Quem quiser, também pode fazer tecelagem, macramé, bordado com “punch needle”, até croché. Ester Fernandes, de 21 anos, fez estágio neste espaço na Rua da Alegria. Desde então, quando há uma oportunidade, faz questão de trazer os irmãos com ela. Mara tem 15 anos e, apesar de se estar a estrear na feltragem, parece ter um talento inato, como provam a Hello Kitty e o Homem-Aranha que tem à frente. Obra dela, note-se. Lia, de 13, é mais calada, parece particularmente concentrada. David, de dez anos, é mesmo muito empenhado, quer fazer um pouco de tudo, agora a irmã está a ensiná-lo a trabalhar no tear, diz-nos que gosta de “aprender a fazer coisas”. A mãe, Sandra, que também está focada na feltragem, acrescenta que mal chegaram disse: “Estou tão feliz por estar aqui!” Mara corrige-a: “Estávamos todos, mãe!” Sandra dá o braço a torcer, até no seu caso. “É uma boa forma de terapia.”
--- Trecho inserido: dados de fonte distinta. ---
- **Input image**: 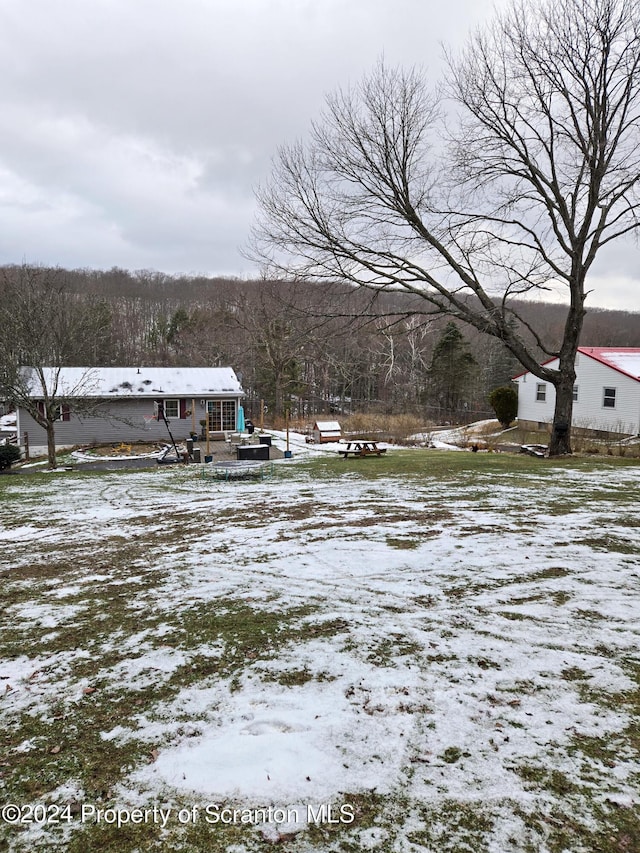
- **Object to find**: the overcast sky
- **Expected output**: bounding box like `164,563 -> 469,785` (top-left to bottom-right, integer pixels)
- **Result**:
0,0 -> 640,310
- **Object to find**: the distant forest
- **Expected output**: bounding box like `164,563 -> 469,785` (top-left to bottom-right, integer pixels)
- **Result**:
3,267 -> 640,421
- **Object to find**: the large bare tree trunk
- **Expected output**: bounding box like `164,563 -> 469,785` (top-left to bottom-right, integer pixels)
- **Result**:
251,0 -> 640,455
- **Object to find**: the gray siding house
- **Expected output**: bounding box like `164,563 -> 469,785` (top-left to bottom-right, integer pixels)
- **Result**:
17,367 -> 244,454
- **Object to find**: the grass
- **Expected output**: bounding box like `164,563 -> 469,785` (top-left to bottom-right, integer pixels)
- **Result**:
0,451 -> 640,853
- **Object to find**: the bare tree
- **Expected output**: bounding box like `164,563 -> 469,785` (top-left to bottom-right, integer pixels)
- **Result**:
0,264 -> 108,468
249,0 -> 640,455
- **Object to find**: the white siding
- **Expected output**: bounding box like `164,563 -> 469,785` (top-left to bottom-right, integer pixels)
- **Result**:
516,353 -> 640,435
18,398 -> 239,455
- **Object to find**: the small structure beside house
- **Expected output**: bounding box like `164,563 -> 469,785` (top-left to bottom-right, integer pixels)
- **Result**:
17,367 -> 244,454
513,347 -> 640,436
311,421 -> 342,444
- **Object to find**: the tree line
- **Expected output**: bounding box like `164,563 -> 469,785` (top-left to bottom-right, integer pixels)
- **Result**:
0,264 -> 640,423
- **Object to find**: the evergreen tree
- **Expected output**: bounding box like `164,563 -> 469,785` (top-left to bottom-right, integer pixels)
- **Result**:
429,320 -> 478,416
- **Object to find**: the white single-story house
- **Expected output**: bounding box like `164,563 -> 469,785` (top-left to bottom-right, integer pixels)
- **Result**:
513,347 -> 640,435
17,367 -> 244,454
311,421 -> 342,444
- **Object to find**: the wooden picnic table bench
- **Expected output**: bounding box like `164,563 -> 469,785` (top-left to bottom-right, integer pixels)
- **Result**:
338,439 -> 387,459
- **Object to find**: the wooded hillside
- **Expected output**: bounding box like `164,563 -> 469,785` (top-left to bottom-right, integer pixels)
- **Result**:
0,266 -> 640,421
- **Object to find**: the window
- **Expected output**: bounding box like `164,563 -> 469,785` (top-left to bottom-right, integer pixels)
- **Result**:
207,400 -> 236,432
38,403 -> 71,421
164,400 -> 180,420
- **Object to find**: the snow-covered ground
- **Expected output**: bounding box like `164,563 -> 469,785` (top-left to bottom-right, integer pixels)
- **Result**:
0,452 -> 640,853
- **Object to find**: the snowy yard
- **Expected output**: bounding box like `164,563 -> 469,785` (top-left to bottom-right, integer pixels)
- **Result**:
0,451 -> 640,853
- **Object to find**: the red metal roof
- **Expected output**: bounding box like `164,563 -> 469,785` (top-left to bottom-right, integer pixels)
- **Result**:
513,347 -> 640,382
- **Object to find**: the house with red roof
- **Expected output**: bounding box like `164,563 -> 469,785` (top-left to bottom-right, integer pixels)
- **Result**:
513,347 -> 640,435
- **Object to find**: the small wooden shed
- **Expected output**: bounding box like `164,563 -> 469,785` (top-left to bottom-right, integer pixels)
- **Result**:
313,421 -> 342,444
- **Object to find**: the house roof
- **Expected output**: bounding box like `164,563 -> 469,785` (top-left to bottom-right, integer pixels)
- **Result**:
20,367 -> 244,399
513,347 -> 640,382
578,347 -> 640,382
Cristina Camargo, a dinamizadora do ateliê, nota uma procura crescente. “Tenho o espaço há 15 anos e noto uma diferença enorme. No início, pouca gente havia a querer fazer isto. Agora, há cada vez mais gente a vir ter connosco, até já tenho bastantes jovens interessados.” Além dos benefícios – como o desenvolvimento das motricidades e a estimulação do foco e da concentração -, Cristina realça a necessidade crescente deste tipo de atividades. “O digital está a levar uma grande fatia do nosso tempo e é como se a cabeça começasse a pedir este tipo de coisas, mais físicas e compensadoras. Os jogos de computador ficam lá, no ecrã, o resultado do trabalho que se faz aqui é mais palpável. Além da importância de conseguir fazer algo com as mãos, que é algo que se estava a perder e que as pessoas estão a pedir. Parece que cada vez as pessoas precisam mais desta compensação face ao que não é real.” E ela satisfeita, claro, até porque não tem dúvidas quanto ao papel “terapêutico” da arte. Só há um reparo que não resiste a fazer. “Não se entende que tenhamos de pagar 23% de IVA. Costumo brincar e dizer que é uma pena aqui não fazermos touradas”, lamenta, inquieta.